Once again Luis Figo excelled. Once again Miguel marked Holland's most important forward, Arjen Robben, into invisibility. Once again the Portuguese identified Holland's weakest defender in Gio van Bronckhorst at left-back, who seems to hate tackling, and ran their attacks through him. Once again Holland replied with an opportunistic game that has been called "total kick-and-rush-football", punting balls at the centre-forward's head à la early Cambridge United. This time that centre-forward was Dirk Kuyt, picked ahead of Ruud van Nistelrooy. Kuyt's main strategy was to seek penalties.

Punishment came on 23 minutes. Van Bronckhorst watched as Deco put in a clever low cross from the right, and Pauleta laid back to Maniche, who found the corner of the net amid Dutch mayhem.

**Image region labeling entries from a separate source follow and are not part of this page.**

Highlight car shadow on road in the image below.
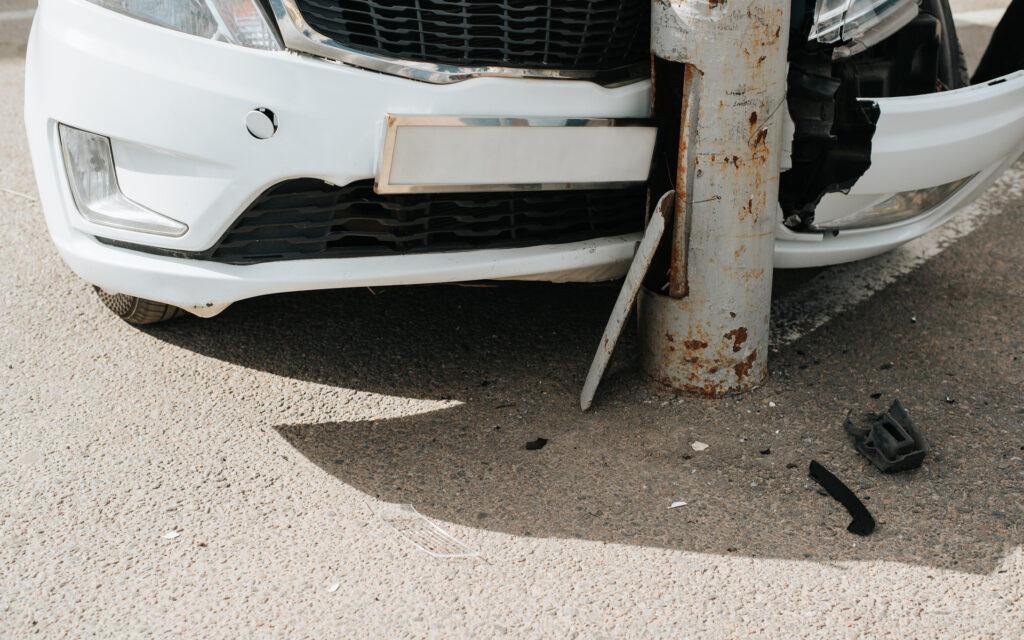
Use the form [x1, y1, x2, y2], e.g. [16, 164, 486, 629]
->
[147, 284, 1024, 573]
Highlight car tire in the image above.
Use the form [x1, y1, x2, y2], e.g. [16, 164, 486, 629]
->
[93, 287, 185, 325]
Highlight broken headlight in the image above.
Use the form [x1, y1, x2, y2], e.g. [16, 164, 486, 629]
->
[82, 0, 282, 51]
[807, 0, 918, 58]
[811, 174, 977, 231]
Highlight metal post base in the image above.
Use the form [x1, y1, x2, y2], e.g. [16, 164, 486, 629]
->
[637, 288, 768, 397]
[639, 0, 790, 396]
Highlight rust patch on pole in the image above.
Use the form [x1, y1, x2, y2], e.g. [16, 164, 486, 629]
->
[639, 0, 790, 396]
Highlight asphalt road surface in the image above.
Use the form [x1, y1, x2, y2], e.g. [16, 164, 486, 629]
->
[0, 0, 1024, 638]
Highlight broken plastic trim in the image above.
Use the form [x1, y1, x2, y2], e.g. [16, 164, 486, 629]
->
[809, 460, 874, 536]
[843, 400, 928, 473]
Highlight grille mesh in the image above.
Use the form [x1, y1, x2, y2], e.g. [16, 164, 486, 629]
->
[296, 0, 650, 72]
[196, 178, 646, 264]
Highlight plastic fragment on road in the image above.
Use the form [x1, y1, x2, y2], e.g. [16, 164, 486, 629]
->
[843, 400, 928, 473]
[526, 438, 548, 452]
[374, 504, 480, 558]
[808, 460, 874, 536]
[580, 191, 676, 411]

Holland's defenders Khalid Boulahrouz and Andre Ooijer fell over for the goal, and that Joris Mathijsen played a World Cup will be a source of wonder to future generations. Maniche, voted man of the match, could have had two more, but he once fired just over from long range, and later, from a pass from Figo, saw his drive caught by the Dutch keeper Edwin van der Sar, Holland's record international probably playing his last international.

The best Dutch chance was a typically opportunistic one. Just after half-time a bad cross rebounded off Nuno Valente to Phillip Cocu, playing his 101st and last international, and from eight yards he drove at the underside of the bar. He deserved a better end, though Holland didn't. A defence will struggle when its best passer is the goalkeeper.

Portugal's chief weakness is a tendency to play in too low a gear, and Holland got the odd chance. On 80 minutes Kuyt, put through alone on Ricardo, pushed straight at the keeper. There followed a lengthy injury break for the clownish Ricardo, who last night managed to waste almost as much time as in the 2004 encounter despite the change of rules in between.

Van Bronckhorst, Deco and Boulahrouz finished the game sitting side by side on a bench discussing the match together. "I think the referee didn't dignify football," said Maniche. "We dignified our country." His coach, Luiz Felipe Scolari, said: "I believe victory was normal."

Dutch coach Marco Van Basten simply said: "Portugal pulled the game over the finish-line with tricks, theatre and time-wasting."

Afterwards Holland's players lay slumped on the pitch, while the speaker played the presumably ironic song, "Oh Netherlands, you are the champion." The demise of this unexciting side was rubbed in by German chants of "Without Holland we're going to Berlin."

To the hosts, this practically felt like a German victory. Holland didn't simply lose but had the pointlessness of their unimaginative campaign made undeniable.